I think there was a previous thread similar to this one. I have been thinking about this for some time, and as a specialist in the field of technology and music education, and as someone that teaches ukulele in my classes, I'm pretty well versed in what is out there.
One question is platform: what are you going to be developing for? iOS? Android? HTML 5?
I'll just add that there is currently no good HTML 5 tuner for ALL instruments. Lots of guitar stuff, but very little for band/orchestra/other instruments. With the bubble of Chromebooks on the market in education, that is a need.
As for apps on iOS, it also depends if you are talking iPad or iPhone.
Guitar Toolkit is a great source for tuning and chord fingerings for just about any string instrument, including ukulele.
Kala Brand Tuner is a great tuner, for free. Granted, I prefer a headstock tuner as you can still tune in a noisy room of 60 ukuleles (a daily occurrence for me), but if you need a tuner--it is there.
Ukeoke is available, by subscription, to play songs with--on guitar it is called "Four Chord."
iReal Pro is much like the old Band-in-a-Box where you can program (or download) accompaniments and play along with a backup group.
Music Memos is a great app for recording what you are playing and figuring out what you did...adding bass and drums. You can also export to GarageBand.
Notion is a great app for music notation, which now includes the ability to add ukulele chords to songs, even on the iPad. You can use tab or standard notation (or both). Note: DaveY, this might solve your issue.

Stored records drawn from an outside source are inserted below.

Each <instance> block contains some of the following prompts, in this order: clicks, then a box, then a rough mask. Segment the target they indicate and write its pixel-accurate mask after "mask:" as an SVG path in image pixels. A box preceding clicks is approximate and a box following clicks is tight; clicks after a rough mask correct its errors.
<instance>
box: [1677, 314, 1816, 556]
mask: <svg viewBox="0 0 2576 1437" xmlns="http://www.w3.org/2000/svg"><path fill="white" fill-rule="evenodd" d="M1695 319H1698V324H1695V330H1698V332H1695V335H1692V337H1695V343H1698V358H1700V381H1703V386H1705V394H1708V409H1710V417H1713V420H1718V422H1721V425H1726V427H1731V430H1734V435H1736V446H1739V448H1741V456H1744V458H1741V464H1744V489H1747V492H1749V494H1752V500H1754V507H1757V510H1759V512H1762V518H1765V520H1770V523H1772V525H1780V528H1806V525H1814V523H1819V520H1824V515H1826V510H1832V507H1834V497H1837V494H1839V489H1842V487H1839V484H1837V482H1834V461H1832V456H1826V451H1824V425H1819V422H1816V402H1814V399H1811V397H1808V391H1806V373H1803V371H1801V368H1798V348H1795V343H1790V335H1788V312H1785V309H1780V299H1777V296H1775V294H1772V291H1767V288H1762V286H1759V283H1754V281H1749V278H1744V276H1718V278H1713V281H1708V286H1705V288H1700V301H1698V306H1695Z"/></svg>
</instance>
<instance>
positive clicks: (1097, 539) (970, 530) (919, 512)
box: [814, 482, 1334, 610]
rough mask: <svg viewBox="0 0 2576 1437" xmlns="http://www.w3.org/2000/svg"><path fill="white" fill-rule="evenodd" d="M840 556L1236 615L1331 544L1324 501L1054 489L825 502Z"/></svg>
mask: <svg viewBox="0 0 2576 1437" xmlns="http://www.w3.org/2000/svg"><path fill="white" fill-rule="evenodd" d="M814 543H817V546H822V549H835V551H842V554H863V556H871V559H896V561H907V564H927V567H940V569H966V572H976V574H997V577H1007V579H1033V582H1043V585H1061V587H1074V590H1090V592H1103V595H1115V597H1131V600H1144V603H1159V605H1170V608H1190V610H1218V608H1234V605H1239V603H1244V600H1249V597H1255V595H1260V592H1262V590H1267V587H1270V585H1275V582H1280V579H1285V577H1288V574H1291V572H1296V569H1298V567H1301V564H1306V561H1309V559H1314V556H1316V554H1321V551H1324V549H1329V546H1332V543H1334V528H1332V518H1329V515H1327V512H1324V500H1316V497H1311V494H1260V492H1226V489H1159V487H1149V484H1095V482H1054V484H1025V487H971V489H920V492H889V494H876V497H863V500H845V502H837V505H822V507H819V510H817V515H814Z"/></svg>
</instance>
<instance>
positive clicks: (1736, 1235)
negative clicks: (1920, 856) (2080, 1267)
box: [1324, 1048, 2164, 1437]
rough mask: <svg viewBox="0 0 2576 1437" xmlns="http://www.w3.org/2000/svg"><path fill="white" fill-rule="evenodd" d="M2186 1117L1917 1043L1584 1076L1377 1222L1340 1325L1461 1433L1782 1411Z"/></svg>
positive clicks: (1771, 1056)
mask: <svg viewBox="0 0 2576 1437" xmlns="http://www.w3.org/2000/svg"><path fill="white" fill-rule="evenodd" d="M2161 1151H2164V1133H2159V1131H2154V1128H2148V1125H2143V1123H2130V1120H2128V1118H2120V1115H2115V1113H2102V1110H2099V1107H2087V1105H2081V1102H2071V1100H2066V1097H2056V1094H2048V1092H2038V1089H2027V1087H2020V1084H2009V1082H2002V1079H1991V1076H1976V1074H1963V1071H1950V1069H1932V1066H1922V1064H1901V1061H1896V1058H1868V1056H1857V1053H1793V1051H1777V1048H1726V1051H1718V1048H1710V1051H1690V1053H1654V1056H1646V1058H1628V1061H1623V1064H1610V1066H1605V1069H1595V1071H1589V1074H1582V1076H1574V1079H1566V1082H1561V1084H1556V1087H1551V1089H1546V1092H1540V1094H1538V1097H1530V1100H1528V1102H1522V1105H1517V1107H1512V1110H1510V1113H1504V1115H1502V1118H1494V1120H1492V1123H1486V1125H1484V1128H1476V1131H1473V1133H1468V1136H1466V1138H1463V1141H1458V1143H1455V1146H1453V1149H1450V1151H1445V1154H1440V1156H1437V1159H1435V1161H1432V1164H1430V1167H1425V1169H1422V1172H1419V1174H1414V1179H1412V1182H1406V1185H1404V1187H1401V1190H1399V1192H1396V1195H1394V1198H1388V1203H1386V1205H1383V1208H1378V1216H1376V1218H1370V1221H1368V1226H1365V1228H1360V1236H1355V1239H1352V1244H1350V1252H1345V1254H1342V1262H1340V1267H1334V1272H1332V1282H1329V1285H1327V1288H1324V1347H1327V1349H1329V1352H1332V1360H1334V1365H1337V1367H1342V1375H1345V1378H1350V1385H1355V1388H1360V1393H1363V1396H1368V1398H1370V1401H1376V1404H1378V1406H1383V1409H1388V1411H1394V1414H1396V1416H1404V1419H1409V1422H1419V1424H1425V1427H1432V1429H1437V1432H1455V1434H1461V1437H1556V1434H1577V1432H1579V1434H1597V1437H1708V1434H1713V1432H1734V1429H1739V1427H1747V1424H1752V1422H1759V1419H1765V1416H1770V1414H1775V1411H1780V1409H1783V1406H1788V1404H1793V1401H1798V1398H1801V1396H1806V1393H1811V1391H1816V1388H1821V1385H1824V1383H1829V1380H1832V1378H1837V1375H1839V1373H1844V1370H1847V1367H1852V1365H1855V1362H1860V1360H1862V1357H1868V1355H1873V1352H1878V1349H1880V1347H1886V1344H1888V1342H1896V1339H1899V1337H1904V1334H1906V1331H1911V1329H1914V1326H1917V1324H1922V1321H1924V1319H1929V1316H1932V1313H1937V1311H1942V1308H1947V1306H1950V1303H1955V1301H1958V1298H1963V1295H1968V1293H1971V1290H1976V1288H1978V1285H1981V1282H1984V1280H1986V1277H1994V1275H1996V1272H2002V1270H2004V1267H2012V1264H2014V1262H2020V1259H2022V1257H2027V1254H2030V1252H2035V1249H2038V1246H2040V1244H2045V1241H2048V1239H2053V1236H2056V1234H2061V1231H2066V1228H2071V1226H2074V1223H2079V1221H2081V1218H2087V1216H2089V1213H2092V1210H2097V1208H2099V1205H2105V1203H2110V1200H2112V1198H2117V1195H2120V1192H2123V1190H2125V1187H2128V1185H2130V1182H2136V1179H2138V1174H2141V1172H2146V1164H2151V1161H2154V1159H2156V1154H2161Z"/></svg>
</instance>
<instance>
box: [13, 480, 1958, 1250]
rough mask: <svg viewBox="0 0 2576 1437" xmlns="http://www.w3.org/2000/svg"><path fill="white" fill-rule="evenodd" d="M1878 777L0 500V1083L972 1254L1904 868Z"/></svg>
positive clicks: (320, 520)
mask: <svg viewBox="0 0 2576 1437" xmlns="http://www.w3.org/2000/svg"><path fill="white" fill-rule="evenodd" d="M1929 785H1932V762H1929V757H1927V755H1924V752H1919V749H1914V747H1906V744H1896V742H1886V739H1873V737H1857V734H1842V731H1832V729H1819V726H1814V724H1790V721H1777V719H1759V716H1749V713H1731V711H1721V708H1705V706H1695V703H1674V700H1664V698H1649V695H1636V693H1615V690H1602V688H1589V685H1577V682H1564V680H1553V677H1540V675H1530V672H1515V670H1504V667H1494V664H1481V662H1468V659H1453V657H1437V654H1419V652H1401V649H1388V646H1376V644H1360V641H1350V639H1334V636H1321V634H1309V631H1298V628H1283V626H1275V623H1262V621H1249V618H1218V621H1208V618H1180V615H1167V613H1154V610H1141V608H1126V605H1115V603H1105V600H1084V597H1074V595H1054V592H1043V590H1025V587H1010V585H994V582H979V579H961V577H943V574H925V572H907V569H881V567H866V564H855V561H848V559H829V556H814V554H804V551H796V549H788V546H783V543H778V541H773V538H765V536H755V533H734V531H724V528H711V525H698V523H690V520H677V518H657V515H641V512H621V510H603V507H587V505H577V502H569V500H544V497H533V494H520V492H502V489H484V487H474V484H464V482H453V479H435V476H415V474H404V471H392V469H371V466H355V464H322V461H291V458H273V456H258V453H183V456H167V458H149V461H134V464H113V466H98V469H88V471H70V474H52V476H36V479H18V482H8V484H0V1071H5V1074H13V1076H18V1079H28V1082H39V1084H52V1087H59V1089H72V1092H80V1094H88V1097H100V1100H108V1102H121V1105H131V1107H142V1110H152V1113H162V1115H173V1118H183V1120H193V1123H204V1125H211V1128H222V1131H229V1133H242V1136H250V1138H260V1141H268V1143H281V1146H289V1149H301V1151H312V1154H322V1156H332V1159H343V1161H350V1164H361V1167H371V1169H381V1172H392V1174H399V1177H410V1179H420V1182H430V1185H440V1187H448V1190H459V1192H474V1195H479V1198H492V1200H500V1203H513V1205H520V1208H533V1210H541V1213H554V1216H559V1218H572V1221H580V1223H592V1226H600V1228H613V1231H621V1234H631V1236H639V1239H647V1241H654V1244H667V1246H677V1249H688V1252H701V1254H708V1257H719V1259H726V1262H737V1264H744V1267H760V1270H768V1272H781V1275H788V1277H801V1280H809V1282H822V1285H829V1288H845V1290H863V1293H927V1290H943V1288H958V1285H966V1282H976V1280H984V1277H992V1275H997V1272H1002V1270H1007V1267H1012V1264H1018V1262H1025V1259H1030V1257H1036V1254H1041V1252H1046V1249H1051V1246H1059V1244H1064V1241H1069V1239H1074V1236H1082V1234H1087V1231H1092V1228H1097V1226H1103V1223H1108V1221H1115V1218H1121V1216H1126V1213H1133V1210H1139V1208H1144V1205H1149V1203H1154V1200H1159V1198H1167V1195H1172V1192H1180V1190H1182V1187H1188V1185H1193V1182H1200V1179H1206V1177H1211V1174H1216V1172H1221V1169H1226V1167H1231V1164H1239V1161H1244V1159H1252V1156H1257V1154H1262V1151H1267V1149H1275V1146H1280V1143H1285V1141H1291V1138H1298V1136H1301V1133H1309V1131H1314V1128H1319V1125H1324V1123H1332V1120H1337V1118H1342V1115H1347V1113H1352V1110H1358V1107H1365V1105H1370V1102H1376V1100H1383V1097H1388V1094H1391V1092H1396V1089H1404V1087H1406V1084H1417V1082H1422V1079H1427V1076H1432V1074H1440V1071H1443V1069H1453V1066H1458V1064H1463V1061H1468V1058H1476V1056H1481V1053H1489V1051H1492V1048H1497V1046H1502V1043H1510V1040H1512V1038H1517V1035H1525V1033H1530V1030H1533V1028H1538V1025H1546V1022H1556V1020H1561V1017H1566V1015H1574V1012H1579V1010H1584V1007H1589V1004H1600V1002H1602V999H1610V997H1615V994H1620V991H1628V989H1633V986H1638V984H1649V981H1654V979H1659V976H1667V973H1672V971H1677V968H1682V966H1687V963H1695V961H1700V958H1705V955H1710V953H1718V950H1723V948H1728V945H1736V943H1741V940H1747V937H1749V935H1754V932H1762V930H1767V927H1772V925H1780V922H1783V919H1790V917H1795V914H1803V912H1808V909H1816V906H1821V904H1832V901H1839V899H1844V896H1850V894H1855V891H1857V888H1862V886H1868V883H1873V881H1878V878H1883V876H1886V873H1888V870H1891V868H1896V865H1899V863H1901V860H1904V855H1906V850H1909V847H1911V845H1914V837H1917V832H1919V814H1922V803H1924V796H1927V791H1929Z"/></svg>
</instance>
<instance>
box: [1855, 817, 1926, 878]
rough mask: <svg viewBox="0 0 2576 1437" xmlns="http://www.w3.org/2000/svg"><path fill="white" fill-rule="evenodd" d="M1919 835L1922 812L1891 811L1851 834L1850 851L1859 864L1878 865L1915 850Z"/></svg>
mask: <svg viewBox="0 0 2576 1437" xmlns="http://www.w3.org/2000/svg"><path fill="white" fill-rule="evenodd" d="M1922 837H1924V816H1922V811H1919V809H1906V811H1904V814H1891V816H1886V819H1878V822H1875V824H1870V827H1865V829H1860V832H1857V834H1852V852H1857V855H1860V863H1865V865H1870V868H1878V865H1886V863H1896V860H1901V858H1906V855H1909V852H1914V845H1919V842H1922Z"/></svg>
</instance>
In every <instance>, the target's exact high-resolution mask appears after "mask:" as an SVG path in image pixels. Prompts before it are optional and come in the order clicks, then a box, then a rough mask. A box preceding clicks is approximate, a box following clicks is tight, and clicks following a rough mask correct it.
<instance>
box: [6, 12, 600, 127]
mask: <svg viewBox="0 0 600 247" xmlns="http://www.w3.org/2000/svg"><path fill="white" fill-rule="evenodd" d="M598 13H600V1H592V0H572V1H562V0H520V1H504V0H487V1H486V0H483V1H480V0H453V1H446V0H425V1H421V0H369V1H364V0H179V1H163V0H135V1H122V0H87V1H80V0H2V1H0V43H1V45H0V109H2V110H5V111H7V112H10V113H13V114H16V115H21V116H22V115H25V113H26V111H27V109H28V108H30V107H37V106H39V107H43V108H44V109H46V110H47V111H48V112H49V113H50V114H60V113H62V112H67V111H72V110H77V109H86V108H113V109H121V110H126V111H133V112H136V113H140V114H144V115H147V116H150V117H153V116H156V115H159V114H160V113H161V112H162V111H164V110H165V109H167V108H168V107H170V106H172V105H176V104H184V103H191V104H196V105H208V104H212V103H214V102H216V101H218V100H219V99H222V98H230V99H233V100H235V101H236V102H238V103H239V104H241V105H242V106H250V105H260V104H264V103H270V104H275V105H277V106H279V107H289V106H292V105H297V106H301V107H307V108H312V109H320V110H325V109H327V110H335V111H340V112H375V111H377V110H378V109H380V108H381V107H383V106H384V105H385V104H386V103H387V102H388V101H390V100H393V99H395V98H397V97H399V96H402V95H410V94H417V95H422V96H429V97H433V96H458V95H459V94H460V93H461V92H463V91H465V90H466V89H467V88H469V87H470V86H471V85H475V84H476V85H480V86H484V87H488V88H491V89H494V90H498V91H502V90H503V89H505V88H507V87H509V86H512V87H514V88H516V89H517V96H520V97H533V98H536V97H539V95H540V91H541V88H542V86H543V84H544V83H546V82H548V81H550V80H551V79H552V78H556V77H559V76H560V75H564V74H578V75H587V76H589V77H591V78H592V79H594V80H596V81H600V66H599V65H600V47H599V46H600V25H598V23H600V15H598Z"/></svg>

ChordTunes can make some quick and dirty ukulele charts (not a lead sheet, like Notion, but a fake-book like chart)
Tabs HD can show tablature from their accompanying website.
Futulele can be used by students with physical disabilties to play along with fellow students if they cannot actually play a ukulele.
forScore and unrealBook can be used to display PDFs that you purchase or create of your own song books.
iBooks and Kindle have many of the Hal Leonard ukulele library available for purchase, including the Daily 365
The Hal Leonard Ukulele Method (I believe Lil' Rev is the teacher in that series) is available as an app.
Stave n' Tabs can also be used to create ukulele tabs.
So...in reflection, there are a lot of ukulele resources available.
What could be of assistance is an app that shows all of the possible fingerings for a chord (on one page on an iPad) as well as chords in the function of a key (e.g. Standard chords flowing to the tonic chord, including common secondary dominants and borrowed chords).